Permitting Banks to Deal in Offshore Non-deliverable Rupee
derivative Markets (Offshore Rupee NDF Markets)
29.The offshore Indian Rupee (INR) derivative market - the
Non-Deliverable Forward (NDF) market - has been growing rapidly in recent
times. At present, Indian banks are not permitted to participate in this
market, although the benefits of their participation in the NDF market have
been widely recognised. The time is apposite to improve efficiency of price
discovery. Accordingly, banks in India which operate International Financial
Services Centre (IFSC) Banking Units (IBUs) are being allowed to participate in
the NDF market with effect from June 1, 2020.

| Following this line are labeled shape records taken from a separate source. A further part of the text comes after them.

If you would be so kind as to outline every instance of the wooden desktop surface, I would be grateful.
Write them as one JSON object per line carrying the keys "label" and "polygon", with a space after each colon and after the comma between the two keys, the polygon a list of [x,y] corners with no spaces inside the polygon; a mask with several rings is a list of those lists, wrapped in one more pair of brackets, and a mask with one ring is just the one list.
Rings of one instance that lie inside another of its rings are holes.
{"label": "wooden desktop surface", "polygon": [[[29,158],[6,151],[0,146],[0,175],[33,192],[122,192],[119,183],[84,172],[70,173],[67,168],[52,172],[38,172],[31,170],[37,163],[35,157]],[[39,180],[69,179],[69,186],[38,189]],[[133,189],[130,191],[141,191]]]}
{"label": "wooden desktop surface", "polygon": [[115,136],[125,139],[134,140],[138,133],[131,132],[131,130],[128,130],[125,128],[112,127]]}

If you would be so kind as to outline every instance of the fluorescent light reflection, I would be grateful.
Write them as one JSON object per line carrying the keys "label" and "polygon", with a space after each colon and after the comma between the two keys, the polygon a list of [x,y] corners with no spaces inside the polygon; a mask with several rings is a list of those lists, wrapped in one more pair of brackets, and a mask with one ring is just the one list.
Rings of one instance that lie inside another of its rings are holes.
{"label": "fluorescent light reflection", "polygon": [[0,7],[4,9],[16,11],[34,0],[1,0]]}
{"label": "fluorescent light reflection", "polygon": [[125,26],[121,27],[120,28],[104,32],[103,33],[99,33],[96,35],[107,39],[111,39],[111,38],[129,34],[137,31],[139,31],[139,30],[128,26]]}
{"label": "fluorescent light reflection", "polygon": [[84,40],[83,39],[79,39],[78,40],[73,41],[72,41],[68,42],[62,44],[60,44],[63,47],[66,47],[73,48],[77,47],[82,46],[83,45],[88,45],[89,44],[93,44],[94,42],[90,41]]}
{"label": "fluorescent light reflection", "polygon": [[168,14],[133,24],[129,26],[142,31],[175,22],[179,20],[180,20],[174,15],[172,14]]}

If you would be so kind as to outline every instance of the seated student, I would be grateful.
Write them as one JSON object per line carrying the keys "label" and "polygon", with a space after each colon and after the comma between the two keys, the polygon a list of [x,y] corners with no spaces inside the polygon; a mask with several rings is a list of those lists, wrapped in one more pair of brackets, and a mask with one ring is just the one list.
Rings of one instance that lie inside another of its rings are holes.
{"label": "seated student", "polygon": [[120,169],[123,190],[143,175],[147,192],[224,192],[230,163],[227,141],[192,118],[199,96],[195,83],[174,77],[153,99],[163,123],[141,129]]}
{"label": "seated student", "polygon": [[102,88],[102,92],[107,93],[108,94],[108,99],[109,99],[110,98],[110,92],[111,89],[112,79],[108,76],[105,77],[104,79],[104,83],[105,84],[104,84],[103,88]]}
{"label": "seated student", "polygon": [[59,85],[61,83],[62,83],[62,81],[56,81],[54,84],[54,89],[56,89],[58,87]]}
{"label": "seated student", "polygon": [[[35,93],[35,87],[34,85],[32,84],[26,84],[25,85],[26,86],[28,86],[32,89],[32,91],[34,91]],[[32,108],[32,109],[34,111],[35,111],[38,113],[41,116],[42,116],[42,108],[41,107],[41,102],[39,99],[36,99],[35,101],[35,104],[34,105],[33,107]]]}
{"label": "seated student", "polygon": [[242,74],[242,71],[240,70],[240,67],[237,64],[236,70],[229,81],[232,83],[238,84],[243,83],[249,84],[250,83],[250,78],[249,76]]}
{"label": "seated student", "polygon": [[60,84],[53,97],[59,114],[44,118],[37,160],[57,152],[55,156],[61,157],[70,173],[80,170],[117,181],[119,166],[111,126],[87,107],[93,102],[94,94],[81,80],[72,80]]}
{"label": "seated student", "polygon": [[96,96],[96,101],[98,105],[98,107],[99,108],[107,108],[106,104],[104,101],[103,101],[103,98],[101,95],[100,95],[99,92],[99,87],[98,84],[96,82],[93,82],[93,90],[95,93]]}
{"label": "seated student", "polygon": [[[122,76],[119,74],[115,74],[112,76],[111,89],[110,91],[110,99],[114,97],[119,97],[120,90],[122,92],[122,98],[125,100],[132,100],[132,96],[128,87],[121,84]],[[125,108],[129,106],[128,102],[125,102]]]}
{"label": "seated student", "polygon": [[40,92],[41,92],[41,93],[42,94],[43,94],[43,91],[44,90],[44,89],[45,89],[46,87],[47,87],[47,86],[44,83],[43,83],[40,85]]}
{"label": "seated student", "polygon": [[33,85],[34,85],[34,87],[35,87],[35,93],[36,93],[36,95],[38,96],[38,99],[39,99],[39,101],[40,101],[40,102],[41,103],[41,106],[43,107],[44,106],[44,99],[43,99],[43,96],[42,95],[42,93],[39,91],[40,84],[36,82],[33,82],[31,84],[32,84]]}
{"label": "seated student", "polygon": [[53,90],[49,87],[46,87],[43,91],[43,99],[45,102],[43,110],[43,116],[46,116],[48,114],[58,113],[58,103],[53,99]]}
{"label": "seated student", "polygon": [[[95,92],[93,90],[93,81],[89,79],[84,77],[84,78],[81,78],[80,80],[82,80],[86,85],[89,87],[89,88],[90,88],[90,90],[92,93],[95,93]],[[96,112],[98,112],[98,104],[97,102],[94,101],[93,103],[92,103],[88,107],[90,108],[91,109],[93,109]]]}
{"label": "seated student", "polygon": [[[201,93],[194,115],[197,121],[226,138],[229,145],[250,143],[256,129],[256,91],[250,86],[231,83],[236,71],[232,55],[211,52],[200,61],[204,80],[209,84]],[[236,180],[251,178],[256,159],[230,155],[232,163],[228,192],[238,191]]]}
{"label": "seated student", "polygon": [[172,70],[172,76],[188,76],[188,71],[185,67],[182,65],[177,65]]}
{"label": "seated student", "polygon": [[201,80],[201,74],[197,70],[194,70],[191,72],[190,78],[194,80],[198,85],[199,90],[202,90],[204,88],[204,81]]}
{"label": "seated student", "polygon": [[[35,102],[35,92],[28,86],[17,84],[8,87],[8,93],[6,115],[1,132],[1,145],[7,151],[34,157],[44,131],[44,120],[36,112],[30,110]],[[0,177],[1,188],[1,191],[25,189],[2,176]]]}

30.Since the last MPC meeting of February 2020, the Reserve
Bank has injected liquidity of `2.8 lakh crore through various instruments,
equivalent to 1.4 per cent of our GDP. Together with the measures announced
today, RBI’s liquidity injection works out to about 3.2 per cent of GDP.
31.The RBI will continue to remain vigilant and take whatever
steps are necessary to mitigate the economic impact of COVID-19 and preserve
financial stability. As I had stated earlier, all instruments – conventional
and unconventional – are on the table.
32. Before I conclude, let me reiterate that
the Indian banking system is safe and sound. In the recent past, COVID-19
related volatility in the stock market has impacted share prices of banks as
well, resulting in some panic withdrawal of deposits from a few private sector
banks. It would be fallacious to link share prices to safety of deposits. As I
have mentioned in my earlier interaction with the media, depositors of
commercial banks including private sector banks need not worry on the safety of
their funds. I would, therefore, urge members of public as well as the public
authorities, who have deposits in private sector banks, not to resort to any panic
withdrawal of their funds.
33.In conclusion, let me say that, in spite of the very
challenging environment, I remain optimistic. It is worthwhile bearing in mind
that the macroeconomic fundamentals of the Indian economy are sound and, in
fact, stronger than what they were in the aftermath of the global financial
crisis – the fiscal deficit and the current account deficit are now much lower;
inflation conditions are relatively benign; and financial volatility measured
by change in stock prices from recent peaks and average daily change in the
exchange rate of the rupee is distinctly lower. COVID-19 is upon us; but this
too shall pass. We need to remain careful and take all precautionary measures. I
leave you with this comforting thought. Stay clean. Stay safe. Go digital.